The ongoing shutdown in China because of the deadly coronavirus has hit tech giant Apple, which says it will not meet its revenue guidance for the March quarter because the outbreak has hit both production and demand.
The company said on Monday (US time) that its factories in China had re-opened, but were getting back to full production more slowly than expected.
The company had forecast $US63 billion ($A94 billion) to $US67 billion ($A100 billion) in revenue for the quarter ending in March, ahead of estimates of $US62.4 billion ($A92.9 billion).
Apple said supply for its iPhones would be “temporarily constrained” by the slowdown at manufacturing facilities in China.
Sales of iPhones were up for the first time in a year in the December quarter.
The company also said store disruptions had affected its sales in China – where most shops have been closed or operating at reduced hours as the central government imposes strict movement controls to try to halt the spread of COVID-19.
The ongoing virus outbreak is expected to pile pressure on China’s economy. Many companies have been struggling to restart production after an extended new year holiday and supply chains from the car industry to smartphones remain disrupted.

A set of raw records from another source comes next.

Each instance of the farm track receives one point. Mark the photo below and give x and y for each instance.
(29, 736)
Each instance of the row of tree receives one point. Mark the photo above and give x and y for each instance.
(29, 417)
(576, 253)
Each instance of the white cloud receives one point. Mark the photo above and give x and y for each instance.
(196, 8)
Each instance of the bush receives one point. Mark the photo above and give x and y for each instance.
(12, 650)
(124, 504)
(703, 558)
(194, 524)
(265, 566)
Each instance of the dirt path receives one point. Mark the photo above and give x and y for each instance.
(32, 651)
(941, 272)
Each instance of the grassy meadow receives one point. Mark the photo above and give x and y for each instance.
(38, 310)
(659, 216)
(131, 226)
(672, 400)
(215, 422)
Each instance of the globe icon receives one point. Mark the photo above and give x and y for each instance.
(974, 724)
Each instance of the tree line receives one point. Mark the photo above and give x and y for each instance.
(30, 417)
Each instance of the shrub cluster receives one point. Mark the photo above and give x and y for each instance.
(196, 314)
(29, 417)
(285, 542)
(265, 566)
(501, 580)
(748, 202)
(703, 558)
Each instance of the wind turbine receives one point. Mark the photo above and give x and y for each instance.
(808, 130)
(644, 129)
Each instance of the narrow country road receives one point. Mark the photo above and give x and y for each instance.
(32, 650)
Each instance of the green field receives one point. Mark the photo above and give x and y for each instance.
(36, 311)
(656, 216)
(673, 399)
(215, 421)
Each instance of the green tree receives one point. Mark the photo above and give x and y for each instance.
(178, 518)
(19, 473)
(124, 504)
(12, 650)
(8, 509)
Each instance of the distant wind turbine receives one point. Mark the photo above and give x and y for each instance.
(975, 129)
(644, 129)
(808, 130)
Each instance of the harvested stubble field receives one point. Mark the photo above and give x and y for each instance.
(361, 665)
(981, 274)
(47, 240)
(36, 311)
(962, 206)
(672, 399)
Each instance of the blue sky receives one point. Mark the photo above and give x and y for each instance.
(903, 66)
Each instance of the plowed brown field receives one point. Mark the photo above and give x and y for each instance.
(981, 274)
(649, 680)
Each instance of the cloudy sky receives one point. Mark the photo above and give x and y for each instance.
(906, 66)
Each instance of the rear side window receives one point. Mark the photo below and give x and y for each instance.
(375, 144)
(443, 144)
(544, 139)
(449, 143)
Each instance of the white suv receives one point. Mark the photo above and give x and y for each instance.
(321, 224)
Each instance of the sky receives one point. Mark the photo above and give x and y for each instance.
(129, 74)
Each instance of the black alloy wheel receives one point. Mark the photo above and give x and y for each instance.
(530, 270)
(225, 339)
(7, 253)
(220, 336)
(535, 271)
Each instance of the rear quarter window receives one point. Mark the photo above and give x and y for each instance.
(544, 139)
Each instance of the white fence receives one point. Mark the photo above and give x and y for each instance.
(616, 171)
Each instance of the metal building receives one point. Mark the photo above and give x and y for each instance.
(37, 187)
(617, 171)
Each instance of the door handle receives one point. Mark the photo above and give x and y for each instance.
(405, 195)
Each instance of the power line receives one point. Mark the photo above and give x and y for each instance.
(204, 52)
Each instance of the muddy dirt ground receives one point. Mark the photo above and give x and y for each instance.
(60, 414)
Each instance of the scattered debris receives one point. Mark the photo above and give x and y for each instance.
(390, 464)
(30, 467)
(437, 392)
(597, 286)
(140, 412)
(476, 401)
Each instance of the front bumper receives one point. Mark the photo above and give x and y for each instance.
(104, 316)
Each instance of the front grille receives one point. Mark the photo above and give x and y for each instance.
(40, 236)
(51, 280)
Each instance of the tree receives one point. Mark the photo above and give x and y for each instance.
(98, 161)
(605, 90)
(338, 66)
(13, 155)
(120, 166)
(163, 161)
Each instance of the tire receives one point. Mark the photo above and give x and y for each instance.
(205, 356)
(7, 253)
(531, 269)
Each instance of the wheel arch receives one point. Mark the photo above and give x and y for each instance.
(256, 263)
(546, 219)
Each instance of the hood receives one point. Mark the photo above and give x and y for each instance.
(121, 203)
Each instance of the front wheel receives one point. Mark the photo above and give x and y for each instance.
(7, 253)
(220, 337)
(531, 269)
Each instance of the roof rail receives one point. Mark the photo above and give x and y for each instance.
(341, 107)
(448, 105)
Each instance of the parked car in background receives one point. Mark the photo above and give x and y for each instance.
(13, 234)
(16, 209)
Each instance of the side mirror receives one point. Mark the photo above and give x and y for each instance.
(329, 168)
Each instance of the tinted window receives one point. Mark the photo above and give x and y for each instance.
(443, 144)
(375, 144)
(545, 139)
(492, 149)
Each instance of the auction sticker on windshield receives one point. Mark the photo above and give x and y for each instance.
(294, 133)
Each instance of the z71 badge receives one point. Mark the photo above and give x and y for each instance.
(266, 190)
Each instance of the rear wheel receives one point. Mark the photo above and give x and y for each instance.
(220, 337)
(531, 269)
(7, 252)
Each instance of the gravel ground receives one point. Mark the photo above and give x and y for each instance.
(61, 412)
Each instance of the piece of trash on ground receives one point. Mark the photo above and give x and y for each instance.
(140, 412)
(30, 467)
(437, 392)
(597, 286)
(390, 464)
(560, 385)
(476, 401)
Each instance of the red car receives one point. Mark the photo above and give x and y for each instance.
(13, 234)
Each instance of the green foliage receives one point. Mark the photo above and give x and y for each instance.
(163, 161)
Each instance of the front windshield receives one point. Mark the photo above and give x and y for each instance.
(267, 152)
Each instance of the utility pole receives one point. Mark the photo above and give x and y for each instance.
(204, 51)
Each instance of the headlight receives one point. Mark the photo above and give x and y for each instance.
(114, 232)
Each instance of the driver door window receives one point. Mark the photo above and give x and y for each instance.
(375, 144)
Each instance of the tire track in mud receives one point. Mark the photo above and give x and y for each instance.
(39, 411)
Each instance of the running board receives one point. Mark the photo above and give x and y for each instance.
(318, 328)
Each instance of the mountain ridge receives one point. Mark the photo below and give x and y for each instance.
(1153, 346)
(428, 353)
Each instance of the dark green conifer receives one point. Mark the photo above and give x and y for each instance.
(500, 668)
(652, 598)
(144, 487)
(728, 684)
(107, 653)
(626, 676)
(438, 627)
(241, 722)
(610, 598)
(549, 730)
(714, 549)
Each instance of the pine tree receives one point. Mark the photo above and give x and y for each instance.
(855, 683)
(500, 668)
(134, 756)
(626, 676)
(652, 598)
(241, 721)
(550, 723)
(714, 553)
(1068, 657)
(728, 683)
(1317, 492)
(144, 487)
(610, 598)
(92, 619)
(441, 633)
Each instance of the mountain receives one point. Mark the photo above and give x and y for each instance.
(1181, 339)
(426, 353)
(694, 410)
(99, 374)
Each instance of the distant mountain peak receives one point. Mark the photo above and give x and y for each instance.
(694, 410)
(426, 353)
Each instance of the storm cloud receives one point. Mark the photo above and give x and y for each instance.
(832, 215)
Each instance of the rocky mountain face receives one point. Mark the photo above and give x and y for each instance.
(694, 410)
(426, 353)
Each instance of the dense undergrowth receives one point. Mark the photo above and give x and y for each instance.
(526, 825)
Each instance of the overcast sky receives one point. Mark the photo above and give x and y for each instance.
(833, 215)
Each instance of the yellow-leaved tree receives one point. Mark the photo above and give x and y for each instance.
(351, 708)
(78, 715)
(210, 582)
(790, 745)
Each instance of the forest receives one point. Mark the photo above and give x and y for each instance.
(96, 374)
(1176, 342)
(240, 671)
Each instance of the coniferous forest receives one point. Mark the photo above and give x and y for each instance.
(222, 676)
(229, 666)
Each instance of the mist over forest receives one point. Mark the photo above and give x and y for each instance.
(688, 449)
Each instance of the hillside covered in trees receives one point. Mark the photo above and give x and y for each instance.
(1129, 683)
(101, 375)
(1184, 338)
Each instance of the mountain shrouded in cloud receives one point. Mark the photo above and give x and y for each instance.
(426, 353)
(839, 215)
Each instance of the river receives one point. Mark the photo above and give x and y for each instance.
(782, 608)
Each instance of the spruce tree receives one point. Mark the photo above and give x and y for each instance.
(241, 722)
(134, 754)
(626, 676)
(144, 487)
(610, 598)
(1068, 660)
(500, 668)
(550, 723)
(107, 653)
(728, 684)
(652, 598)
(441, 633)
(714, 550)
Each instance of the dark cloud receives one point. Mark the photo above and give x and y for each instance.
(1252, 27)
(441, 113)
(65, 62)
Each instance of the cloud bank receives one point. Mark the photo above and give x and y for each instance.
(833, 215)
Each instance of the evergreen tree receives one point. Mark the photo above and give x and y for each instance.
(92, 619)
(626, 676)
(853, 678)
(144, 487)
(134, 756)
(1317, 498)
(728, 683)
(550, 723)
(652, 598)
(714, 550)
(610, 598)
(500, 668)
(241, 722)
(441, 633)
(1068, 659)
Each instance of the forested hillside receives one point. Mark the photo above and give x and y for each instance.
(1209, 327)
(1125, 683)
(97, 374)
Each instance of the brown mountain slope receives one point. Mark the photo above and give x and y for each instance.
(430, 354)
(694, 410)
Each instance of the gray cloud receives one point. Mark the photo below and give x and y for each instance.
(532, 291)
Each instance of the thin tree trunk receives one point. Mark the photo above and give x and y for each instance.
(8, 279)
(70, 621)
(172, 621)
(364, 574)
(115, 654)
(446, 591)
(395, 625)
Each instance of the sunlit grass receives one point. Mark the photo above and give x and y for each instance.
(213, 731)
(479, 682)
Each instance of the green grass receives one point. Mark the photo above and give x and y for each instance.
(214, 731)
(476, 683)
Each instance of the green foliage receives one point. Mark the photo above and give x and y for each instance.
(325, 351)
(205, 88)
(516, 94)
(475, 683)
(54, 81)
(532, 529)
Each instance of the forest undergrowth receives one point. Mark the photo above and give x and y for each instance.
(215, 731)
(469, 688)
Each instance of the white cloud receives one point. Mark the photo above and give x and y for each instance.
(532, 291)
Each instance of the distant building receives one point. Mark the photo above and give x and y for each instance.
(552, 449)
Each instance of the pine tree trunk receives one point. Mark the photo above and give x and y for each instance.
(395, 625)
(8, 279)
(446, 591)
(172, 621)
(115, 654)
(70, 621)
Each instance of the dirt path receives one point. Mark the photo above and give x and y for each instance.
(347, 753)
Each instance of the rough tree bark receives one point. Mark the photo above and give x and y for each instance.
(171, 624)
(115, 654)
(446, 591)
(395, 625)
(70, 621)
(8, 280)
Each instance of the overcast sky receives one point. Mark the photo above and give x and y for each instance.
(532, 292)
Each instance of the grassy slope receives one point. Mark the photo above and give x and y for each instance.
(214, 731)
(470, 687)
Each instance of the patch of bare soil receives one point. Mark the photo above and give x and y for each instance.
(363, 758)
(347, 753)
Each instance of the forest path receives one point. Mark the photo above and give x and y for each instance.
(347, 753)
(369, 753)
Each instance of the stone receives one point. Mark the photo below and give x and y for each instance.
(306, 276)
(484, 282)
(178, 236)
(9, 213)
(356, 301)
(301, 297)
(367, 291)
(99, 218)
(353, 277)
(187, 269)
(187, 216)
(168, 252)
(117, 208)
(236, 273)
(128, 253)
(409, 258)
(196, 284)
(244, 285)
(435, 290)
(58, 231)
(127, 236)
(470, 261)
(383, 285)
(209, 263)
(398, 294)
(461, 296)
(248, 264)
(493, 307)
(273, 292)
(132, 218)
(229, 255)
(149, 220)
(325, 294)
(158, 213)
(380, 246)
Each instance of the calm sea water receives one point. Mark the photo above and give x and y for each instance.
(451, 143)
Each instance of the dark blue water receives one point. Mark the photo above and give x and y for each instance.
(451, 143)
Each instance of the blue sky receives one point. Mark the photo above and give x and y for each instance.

Australian-listed companies and major global retailers that rely on stock from China – or operate in China – are also feeling the impact of the ongoing slowdown. Major Australian retailers have warned the situation could get worse if the virus outbreak continues, and there are further delays in shipping electronic parts and other goods from China to Australia.
Analysts have estimated that the virus might slash demand for smartphones by half in the first quarter in China alone – it is the world’s biggest market.